Technically Brown

TW: anti-Black sentiments, racism, colorism, anti-immigrant sentiments, suicide, brief mention of Freddie Gray

My daughter TJ and I are Hispanic. We’re light-skinned and have curly hair. TJ’s hair curls into ringlets. My curls are a bit messier. Many times we’ve been told that while it’s a shame our hair isn’t straight, we’re lucky it isn’t “bad hair”.

Growing up in Puerto Rico, I always heard people talk about “morenos” in a negative light. When I moved to NYC several cousins warned me to be wary of Black men. My totally not White grandfather used the “n” word against African-American people. He used it against Afro-Latinos. His mother was not light-skinned and she had what he called “kinky hair” but she was loved in our family. He and his mother were brown but they weren’t THAT dark so they were OK.

When I was in elementary school in PR I was made fun of because of my nose. I had a mess of curls and a big nose. To my classmates I was “negra”, clearly from the Dominican Republic. I obviously must have sneaked into the country and lied about being Puerto Rican. There was another classmate who was dark skinned. He was so bullied he contemplated suicide. We were in fourth grade.

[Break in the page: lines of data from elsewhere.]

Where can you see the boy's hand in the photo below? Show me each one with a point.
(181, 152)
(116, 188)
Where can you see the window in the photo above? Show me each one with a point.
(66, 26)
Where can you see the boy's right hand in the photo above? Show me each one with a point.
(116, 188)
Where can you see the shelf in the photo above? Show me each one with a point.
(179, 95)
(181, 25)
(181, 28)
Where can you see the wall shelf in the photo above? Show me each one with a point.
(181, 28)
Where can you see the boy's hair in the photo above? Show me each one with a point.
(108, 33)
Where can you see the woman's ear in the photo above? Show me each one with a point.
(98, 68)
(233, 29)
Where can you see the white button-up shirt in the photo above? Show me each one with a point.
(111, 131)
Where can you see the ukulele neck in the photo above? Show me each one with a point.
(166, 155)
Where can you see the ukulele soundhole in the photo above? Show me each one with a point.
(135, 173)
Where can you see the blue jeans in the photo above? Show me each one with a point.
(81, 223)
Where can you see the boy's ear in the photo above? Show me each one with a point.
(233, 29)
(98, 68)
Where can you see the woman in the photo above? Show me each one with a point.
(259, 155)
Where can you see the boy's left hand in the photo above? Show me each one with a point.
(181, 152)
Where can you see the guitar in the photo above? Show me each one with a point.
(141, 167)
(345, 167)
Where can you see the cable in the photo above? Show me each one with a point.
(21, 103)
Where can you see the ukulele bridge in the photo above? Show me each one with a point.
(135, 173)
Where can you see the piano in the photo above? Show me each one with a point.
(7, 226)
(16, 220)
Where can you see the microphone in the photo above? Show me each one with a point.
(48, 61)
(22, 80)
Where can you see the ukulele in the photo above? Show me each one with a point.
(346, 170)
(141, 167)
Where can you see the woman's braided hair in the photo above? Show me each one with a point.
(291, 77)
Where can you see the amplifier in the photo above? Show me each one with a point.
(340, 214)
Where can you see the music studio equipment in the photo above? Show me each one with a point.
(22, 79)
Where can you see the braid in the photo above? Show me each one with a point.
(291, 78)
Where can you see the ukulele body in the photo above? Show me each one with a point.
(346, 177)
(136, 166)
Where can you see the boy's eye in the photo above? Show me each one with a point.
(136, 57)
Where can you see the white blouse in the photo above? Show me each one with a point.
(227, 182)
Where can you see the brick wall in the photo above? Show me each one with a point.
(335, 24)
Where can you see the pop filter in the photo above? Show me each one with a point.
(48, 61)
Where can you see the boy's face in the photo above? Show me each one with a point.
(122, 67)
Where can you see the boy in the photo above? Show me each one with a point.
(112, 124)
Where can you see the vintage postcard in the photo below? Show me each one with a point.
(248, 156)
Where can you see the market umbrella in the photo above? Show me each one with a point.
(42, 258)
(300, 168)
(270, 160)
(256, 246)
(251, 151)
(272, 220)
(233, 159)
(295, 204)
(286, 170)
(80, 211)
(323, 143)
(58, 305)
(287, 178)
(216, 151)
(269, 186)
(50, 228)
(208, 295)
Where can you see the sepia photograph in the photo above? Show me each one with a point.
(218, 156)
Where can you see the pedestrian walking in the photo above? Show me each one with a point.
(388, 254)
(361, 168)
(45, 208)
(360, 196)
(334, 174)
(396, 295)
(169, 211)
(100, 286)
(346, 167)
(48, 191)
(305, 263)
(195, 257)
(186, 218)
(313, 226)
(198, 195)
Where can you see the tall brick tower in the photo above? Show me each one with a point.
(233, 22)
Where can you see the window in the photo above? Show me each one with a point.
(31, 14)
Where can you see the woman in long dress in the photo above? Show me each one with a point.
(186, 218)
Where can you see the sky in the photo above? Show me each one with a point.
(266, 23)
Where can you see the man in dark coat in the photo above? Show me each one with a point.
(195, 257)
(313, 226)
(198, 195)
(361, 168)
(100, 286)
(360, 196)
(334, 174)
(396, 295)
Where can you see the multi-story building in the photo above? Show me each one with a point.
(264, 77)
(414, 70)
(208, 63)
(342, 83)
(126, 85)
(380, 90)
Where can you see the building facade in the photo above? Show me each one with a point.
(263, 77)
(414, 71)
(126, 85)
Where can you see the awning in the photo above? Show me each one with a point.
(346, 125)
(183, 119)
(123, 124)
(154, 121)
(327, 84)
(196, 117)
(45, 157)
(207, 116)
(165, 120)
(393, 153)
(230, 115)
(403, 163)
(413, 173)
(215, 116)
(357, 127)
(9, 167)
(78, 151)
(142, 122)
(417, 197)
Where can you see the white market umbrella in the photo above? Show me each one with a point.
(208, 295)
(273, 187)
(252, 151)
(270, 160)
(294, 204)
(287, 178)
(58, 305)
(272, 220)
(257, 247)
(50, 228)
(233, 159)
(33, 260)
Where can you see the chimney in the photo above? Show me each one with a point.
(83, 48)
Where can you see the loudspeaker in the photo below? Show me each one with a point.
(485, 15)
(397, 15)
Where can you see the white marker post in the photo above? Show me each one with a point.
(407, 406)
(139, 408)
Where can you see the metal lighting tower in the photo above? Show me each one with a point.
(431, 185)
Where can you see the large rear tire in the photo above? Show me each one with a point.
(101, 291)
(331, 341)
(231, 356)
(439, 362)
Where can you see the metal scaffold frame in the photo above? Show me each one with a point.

When I took my daughter to PR to meet my family, I heard a lot of back-handed compliments about her “white” skin and light-almost-blonde hair. Such a ‘shame it’s so curly’, but thankfully she’s “tan blanquita y linda” (so white and pretty). They were shocked to learn that her father is half-Dominican. “Como puede ser si es tan blanquita y rubiona” (how can that be when she’s so white and sort of blonde”?

I thought perhaps naïvely that I wouldn’t have to talk to my five-year-old daughter about racism just yet. In a previous post I wrote about having to explain to my daughter about oppression and some of the types she faces. We had to have that conversation again when her teacher’s White “cop friend” paid a visit to her class. Having the cop visit wasn’t what bothered me. What bothered me was that he handcuffed the kids. Her class was made up of primarily children of color. This was not long after Freddie Gray’s murder in Baltimore. It just seemed like this cop was normalizing this to these kids. I was upset and TJ asked why. “But we are peach, mama.”, TJ said after I explained systemic and institutionalized racism in the most age-appropriate way I could think of. “Yes, but we’re technically Brown too”, I said not sure if any of this stuck.

Once again, these will be ongoing conversations which will be expanded as she gets older and better able to understand. She’s only five yet she’s already had to learn about sexism, racism, misogyny, and classism. She’s already experienced them and will continue experiencing them.

I feel so powerless. All I can do is continue talking to her and make sure I arm her as best I can with the knowledge and self-esteem to know she isn’t limited by her gender, race or social status. All I can do is hope that as she gets older that previous sentence becomes true.